In this respect they are excellent representatives of what is best described as a new folk revival, one with a new set of rolls. The original folk revival of the fifties was rigid, with a strict adherence to form and tradition, and while that era produced some beloved groups, their identities were largely subsumed to a predefined image.
The mockumentary A Mighty Wind explores this to a degree, satirizing the tropes of the genre and revealing that in that first era of folk revival, players, songs and groups were largely interchangeable with little differentiation.

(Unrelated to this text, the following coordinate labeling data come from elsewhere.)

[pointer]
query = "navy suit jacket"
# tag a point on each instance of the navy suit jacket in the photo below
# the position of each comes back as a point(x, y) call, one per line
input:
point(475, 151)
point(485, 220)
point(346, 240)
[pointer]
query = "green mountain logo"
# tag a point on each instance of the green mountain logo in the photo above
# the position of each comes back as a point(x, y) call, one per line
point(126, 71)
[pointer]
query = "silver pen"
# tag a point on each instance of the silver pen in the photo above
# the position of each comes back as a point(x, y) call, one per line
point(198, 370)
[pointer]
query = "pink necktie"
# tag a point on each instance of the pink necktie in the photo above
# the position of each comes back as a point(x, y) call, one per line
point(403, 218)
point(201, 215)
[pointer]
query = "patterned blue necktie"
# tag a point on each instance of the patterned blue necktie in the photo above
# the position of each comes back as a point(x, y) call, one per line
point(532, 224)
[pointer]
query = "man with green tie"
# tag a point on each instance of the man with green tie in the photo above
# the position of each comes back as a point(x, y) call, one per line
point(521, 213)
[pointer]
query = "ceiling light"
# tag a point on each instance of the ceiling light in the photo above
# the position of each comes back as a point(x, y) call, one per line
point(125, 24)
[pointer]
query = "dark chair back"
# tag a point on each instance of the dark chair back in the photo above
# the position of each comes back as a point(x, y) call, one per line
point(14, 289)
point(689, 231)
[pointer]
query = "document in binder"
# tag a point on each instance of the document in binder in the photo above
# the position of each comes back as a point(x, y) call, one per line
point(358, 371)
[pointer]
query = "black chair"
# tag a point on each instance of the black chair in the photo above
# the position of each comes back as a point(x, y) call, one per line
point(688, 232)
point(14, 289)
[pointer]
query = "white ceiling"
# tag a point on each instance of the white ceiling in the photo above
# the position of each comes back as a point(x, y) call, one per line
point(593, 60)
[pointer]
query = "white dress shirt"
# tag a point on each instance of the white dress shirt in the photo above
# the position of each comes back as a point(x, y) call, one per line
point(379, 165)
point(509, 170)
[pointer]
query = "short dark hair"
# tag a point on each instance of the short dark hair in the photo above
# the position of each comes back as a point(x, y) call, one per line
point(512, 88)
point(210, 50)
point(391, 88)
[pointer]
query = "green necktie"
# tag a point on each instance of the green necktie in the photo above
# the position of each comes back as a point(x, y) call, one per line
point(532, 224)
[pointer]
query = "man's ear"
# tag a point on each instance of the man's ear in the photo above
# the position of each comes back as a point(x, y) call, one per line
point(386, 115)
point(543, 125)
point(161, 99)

It was…modular.
Contrast that to the modern folk revival represented by groups like The Tillers and our own hometown heroes, Strung Like a Horse, where the power and cultural importance of folk music is reimagined by a generation unbound to strict adherence or rigidity.
The musicians are the product of their own experience and exposure to musical genres and they bring that variety of taste and style to a genre that is by definition, “music of the people”.
It follows that the music of the people is an ever changing, evolving style and not a moment frozen in time by the recordings of the great Alan Lomax.
It isn’t an altogether new approach, as evidenced by the Pogues’ treatment of “Jesse James” or Dropkick Murphy’s fantastic rendition of “Which Side Are You On?” but these have until recently tended to be one-offs, almost novelty treatments of old tunes whereas The Tillers, et al, represent a growing movement of “modern” folk and Appalachian tunes that are seeing unprecedented popularity and wide acceptance.
The band’s latest release is a perfect example of the new folk revolution, blending old traditions with new approaches into something that a younger and increasingly diverse generation can appreciate both for its vintage roots and modern interpretation.
Sadly, the closest their summer tour brings them to Chattanooga is a September 2nd performance at the Muddy Roots Festival in Cookeville, Tennessee, itself a brilliant melting pot of old and new.
It’s not that far a drive, being a little over an hour and a half up the road, and if the festival itself weren’t enough to make it a worthwhile trip (it is) then the opportunity to see The Tillers live and in color is more than motivation enough.